Issue submitter TODO list
main-labeled docker image and the issue still persists thereDescribe the bug (actual behavior)
Hi,
I had issues to list topics from confluent cloud and with help of Kiro (Claude 4.6) I managed to get it working. Below is the details provided by Kiro.
When connecting to Confluent Cloud, topics are not listed in versions v1.4.x and v1.5.0. The cluster shows as INITIALIZING indefinitely. v1.3.0 works correctly with the same configuration.
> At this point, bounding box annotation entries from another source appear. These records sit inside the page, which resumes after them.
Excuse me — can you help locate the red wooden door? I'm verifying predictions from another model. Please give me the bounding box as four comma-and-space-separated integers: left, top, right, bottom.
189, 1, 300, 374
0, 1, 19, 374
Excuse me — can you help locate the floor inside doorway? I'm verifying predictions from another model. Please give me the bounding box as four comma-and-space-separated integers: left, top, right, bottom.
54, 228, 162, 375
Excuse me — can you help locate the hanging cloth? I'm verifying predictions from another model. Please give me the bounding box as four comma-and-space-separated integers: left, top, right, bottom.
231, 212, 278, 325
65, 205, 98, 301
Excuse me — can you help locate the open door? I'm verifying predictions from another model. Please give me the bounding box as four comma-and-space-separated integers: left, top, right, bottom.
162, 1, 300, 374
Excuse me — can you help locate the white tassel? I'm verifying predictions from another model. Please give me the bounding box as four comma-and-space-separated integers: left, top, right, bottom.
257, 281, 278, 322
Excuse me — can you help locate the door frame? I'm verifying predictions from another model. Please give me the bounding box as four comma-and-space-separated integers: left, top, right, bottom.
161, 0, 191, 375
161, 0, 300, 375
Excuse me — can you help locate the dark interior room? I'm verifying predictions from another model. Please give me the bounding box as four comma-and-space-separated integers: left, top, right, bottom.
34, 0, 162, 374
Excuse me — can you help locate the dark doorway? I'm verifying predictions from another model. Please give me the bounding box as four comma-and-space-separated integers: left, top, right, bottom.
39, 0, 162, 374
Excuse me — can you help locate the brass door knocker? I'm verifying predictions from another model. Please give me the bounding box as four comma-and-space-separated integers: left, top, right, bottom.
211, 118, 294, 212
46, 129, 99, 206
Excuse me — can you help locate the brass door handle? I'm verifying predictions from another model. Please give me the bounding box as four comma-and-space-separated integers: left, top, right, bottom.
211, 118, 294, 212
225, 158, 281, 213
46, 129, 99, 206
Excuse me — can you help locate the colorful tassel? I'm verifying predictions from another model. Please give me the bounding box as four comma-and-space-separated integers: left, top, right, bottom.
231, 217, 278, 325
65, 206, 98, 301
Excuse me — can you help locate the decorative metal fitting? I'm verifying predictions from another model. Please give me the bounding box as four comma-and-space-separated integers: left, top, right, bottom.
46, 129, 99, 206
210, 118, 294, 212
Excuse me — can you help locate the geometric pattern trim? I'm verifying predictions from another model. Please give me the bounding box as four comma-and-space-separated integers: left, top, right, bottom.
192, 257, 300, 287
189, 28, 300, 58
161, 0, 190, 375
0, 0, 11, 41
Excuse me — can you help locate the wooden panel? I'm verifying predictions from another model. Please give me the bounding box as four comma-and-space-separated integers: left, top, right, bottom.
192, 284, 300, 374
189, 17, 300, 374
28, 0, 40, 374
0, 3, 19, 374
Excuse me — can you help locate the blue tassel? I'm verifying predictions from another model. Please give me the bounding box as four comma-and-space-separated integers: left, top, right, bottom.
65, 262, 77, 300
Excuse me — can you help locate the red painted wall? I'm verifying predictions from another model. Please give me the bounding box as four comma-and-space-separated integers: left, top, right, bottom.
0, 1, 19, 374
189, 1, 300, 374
Three separate failures occur in the cluster scrape pipeline introduced by the metrics refactor in #1208:
Confluent Cloud does not permit querying KRaft quorum info. The code only handles UnsupportedVersionException but not ClusterAuthorizationException, causing the entire stats update to fail.
A restricted service account (common in production) cannot list all consumer groups cluster-wide. There is no error handling on this call, so it propagates and kills the scrape.
The new scrape pipeline fetches offsets for every partition on every cycle. On Confluent Cloud, this times out due to network latency, which then invalidates the AdminClient (via #1468) and causes the cluster to never recover.
Expected behavior
Topics should be listed. Failures in non-essential scrape calls (quorum info, consumer group listing, offset fetching) should degrade gracefully rather than preventing topic listing entirely.
Proposed fix
In StatisticsService.loadQuorumInfo():
.onErrorResume(t ->
t instanceof UnsupportedVersionException || t instanceof ClusterAuthorizationException
? Mono.just(Optional.empty())
: Mono.error(t)
);
In ScrapedClusterState.scrape(), add to listConsumerGroups():
.onErrorResume(ClusterAuthorizationException.class, e -> {
log.warn("Not authorized to list consumer groups, skipping");
return Mono.just(List.of());
})
In ScrapedClusterState.scrape(), add to the phase 2 Mono.zip:
.onErrorResume(TimeoutException.class, e -> {
log.warn("Timeout during offset/consumer scrape, topics will show without offset counts");
return Mono.just(Tuples.of(Map.of(), Map.of(), Map.of(), HashBasedTable.create()));
})
Your installation details
Steps to reproduce
Screenshots
No response
Logs
ERROR --- [parallel-4] io.kafbat.ui.service.StatisticsService: Failed to collect cluster info
org.apache.kafka.common.errors.TimeoutException: Timed out waiting for a node assignment. Call: listOffsets(api=LIST_OFFSETS)
WARN --- [parallel-4] i.k.ui.service.AdminClientServiceImpl: AdminClient for the cluster is invalidated due to Timed out waiting for a node assignment.
Additional context
Note: issue #1672 covers point 1 partially (for Strimzi/limited accounts), but doesn't mention Confluent Cloud and doesn't cover points 2 and 3.